Summer at Eagle Mountain by George Goldthwaite

Summer at Eagle Mountain by George Goldthwaite

Author:George Goldthwaite [Goldthwaite, George]
Language: eng
Format: epub
Publisher: Fawkes Press
Published: 2019-07-23T00:00:00+00:00


CHAPTER FOURTEEN

VINNY SPENT THE night tossing and turning on the couch. He dozed in and out, the events of ten years before returning as nightmares. But it seemed like only last week.

How did he ever get involved in such a horrid business? He’d seen the grief such crimes brought to his own family. He now slept on the sofa of the very cousin who was so affected by a similar crime.

Smuggling babies! They came across the border from Mexico to a crooked adoption agency that made huge profits from couples desperate for children. At first, he’d thought he did a great service, finding homes for orphans and making people happy. Too late, he learned that some of the children weren’t orphans at all. They’d been sold by their parents or even kidnapped from poor homes across the border. Adoption papers were forged, and the children delivered to loving but unsuspecting families. Bribe money paid to local officials ensured the crimes were never solved.

On that fateful night, he was delivering a baby strapped in a car seat behind him. The boy cried, wouldn’t shut up. Vinny tried to shove a bottle into the tiny mouth, but when he looked back, his sedan crossed the center stripe and sideswiped another car. In his rear-view mirror, he watched it careen from the highway and slam into a tree.

He couldn’t stop. Being caught with the baby in a human smuggling ring would send him to prison. And if delivery of the child was late, the people he worked for would be ruthless. Anyone willing to kidnap babies for sheer profit wouldn’t hesitate to take him out of the picture. Only after making the delivery did he call his employer and tell what happened.

“Ditch the car,” the man said. “And make sure it’s never found.”

Finding himself not far from Maria’s house, Vinny fled there. The lake gave him an idea and he forced her to help. Afterwards, he wanted nothing to do with that gruesome business and never returned. After all, he had a story to tell, and his employer would stop at nothing to keep him quiet.

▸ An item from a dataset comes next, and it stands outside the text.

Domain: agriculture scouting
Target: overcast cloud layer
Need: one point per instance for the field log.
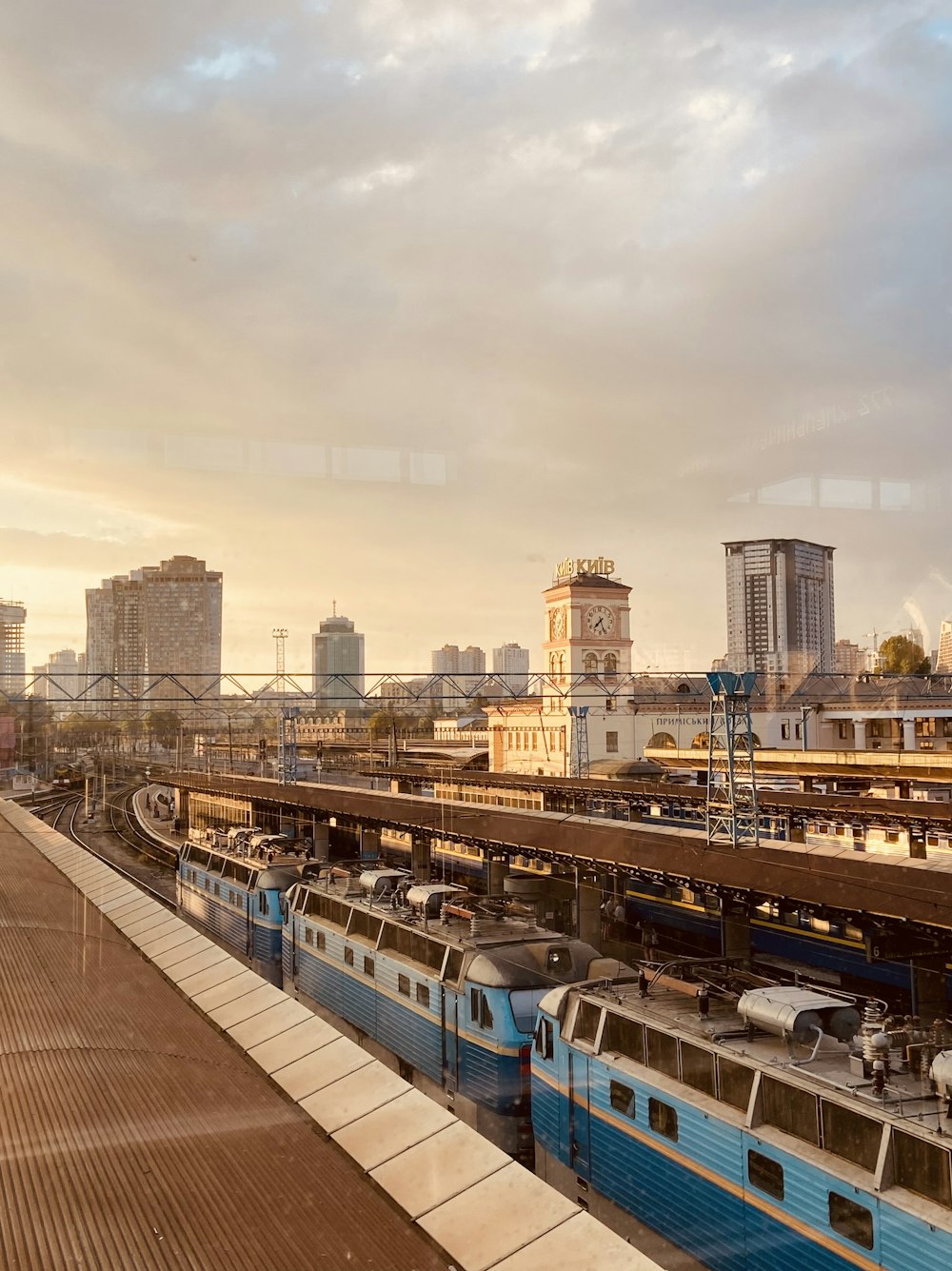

Morning sunlight at last streamed through the cottage windows, and not waiting for his cousin to awaken, Vinny tossed off his blanket and sat up. He yawned, scratched his head, and wandered into the kitchen. He found a coffee maker, but the coffee can in the cupboard was almost empty. Disgusted, he pulled on his shoes, ambled out to his car, and drove down the narrow road, headed in the direction of last evening’s lights. He’d been to Eagle Mountain earlier in the spring, but that trip didn’t turn out well. He’d fled in a rush, his business unfinished.

Near the edge of town, he spotted a convenience store and wheeled into the parking lot. He bought a local newspaper from a machine near the entrance and strolled in. The smell of burnt coffee filled the air. From the bored-looking cashier, he bought two doughnuts and a cup of bitter coffee.